I’m not getting any younger, and this is a young man’s or woman’s game. We’ve recognized there are up-and-comers who can benefit from us and we can benefit from them. At Solace Outpost, the Solace guys are showing us how customer interactions are changing with QR codes and touchless payments. It’s a less in-your-face type of service that works in certain environments—that kind of English and Irish pub idea of placing an order and having it magically appear without constantly hovering servers. The technology that’s emerging now is here to stay.

We realized at the start of the pandemic that people gravitate toward farm breweries, wineries, wide-open spaces. We did an outdoor installation at the Kennedy Center—a pop-up concept called Victura Park, with the look and feel of a winery—from March to October 2020. We’re doing it again this spring. People like being outside with room to roam. It’s very much a “come as you are” type of space. This year we will make the installation a little more permanent. Our contract is for five years. Eric Bruner-Yang curates the food for it.

With Covid came lots of tough decisions. We ultimately laid off very few people, but at the end of the day there were some I wasn’t able to keep. That hurt a lot.

If I could turn back time…would we have been better off just closing everything down in March of 2020? Financially, probably yeah. But at the same time, the decision not to close kept a lot of people employed. The owner is always the last one to put any money in his pocket and I haven’t done that in a year. I’m proud we were able to keep a lot of people moving forward with a reason to get out of the house and not feel like complete victims of this pandemic.
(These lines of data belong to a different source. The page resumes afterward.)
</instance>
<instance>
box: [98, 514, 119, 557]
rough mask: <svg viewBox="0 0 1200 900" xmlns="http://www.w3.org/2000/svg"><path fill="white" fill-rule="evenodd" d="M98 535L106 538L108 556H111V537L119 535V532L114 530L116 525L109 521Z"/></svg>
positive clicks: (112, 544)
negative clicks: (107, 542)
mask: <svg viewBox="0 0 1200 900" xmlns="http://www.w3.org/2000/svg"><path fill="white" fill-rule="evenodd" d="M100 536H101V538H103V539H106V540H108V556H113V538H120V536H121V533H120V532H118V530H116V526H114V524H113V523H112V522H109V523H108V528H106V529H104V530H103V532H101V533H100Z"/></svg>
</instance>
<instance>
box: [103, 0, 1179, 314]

My mental health has improved significantly by virtue of having Café Colline just up the street from me. I walk up every day and stuff bags with burgers and feel like I’m accomplishing something. I’m back to doing jobs that had been delegated out. It’s a reminder of what got me into this business to begin with. We are still giving food to people with a smile and a kind word. Rather than making major watershed decisions, we are just trying to solve an unsolvable puzzle every day. Having simple blocking and tackling tasks helps.

We have a really good, loyal following at Colline. I know people do not want to eat French food three days a week—yet we have people who are doing it because they want us to make it through this.

And frankly, let’s maintain some perspective. I haven’t lost anyone near and dear to me to this virus. There are millions who can’t say that. That realization makes you check yourself. At the end of the day, I’m still aboveground and so are the people I love.

It’s been a surreal time. We have learned about all different kinds of people. I’m seeing unprecedented cooperation between tenants and landlords. There’s more of a kinship with other restaurant operators. Previously you wouldn’t even tell the competition what you were paying for a gallon of milk. Now we are more open with each other, sharing information and trying to help each other out.

What was so difficult about last March was the experience of taking a step forward and then a step back. At least now the steps appear to be heading in one direction—maybe slowly and deliberately, but forward. You’ve got a choice: Be optimistic or pessimistic. I know the easier choice for me.